La question de la récupération des fonds détournés à l'étranger revient au devant de la scène. Faisant partie d'une promesse de campagne de l'actuel chef de l'État Abdelmadjid Tebboune, "la récupération des biens mal acquis" est inscrite en septembre 2021 dans le plan d’action de son gouvernement. Cependant, d'une stratégie à une autre, cet argent tarde à rentrer dans les caisses du pays. 

Ainsi, ce feuilleton continue à occuper l'espace médiatique et politique. Cette fois, il semble que les autorités ont carrément changé de stratégie. En effet, le gouvernement compte introduire un nouveau mécanisme afin de récupérer l’argent détourné et transféré illégalement à l’étranger. Cet avant-projet de loi relative à la répression et l’infraction à la législation et à la réglementation des changes et des mouvements de capitaux de et vers l’étranger a été présenté par le ministre de la Justice, Garde des Sceaux, Abderrachid Tebbi, lors de la réunion du gouvernement.

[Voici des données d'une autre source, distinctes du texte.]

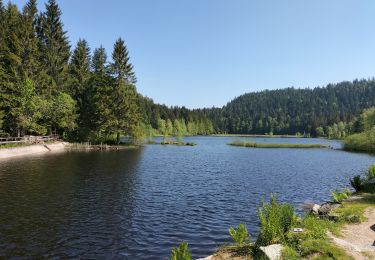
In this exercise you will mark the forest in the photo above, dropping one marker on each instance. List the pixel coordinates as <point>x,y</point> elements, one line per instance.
<point>49,87</point>
<point>322,111</point>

Ce projet de loi insiste sur un règlement à l'amiable. Selon le communiqué du gouvernement, "ce projet de loi propose un nouveau cadre juridique qui donne la priorité au recouvrement des fonds objets de ces infractions et la préservation des intérêts du Trésor public, en favorisant davantage le recours aux mécanismes de règlement amiable".  Il "s’inscrit dans le cadre de la mise en conformité avec la révision constitutionnelle et les instruments internationaux en la matière", précise le communiqué.

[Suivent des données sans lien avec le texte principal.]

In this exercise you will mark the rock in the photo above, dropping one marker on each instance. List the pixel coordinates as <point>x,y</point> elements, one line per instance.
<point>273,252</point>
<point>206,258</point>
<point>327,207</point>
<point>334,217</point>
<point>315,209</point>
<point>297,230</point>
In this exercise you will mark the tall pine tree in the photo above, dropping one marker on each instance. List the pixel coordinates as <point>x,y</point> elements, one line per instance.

La future loi sur les fonds détournés à l'étranger concerneraient les personnes morales et non physiques

Selon toujours le gouvernement, la révision de cette loi "vise notamment la création d’une Agence nationale de gestion des avoirs saisis, gelés et confisqués issus de la  corruption". Cette option avait déjà été évoqué par le Premier ministre, Aïmene Benabderrahmane en septembre 2021. Ce responsable avait parlé d'un règlement à "l’amiable avec les personnes morales (entreprises) impliquées dans les scandales de corruption". Cependant face à la polémique que ces propos ont engendrés, Aïmene Benabderrahmane avait affirmé que la démarche autour des fonds détournés à l'étranger "ne concernera pas les personnes physiques".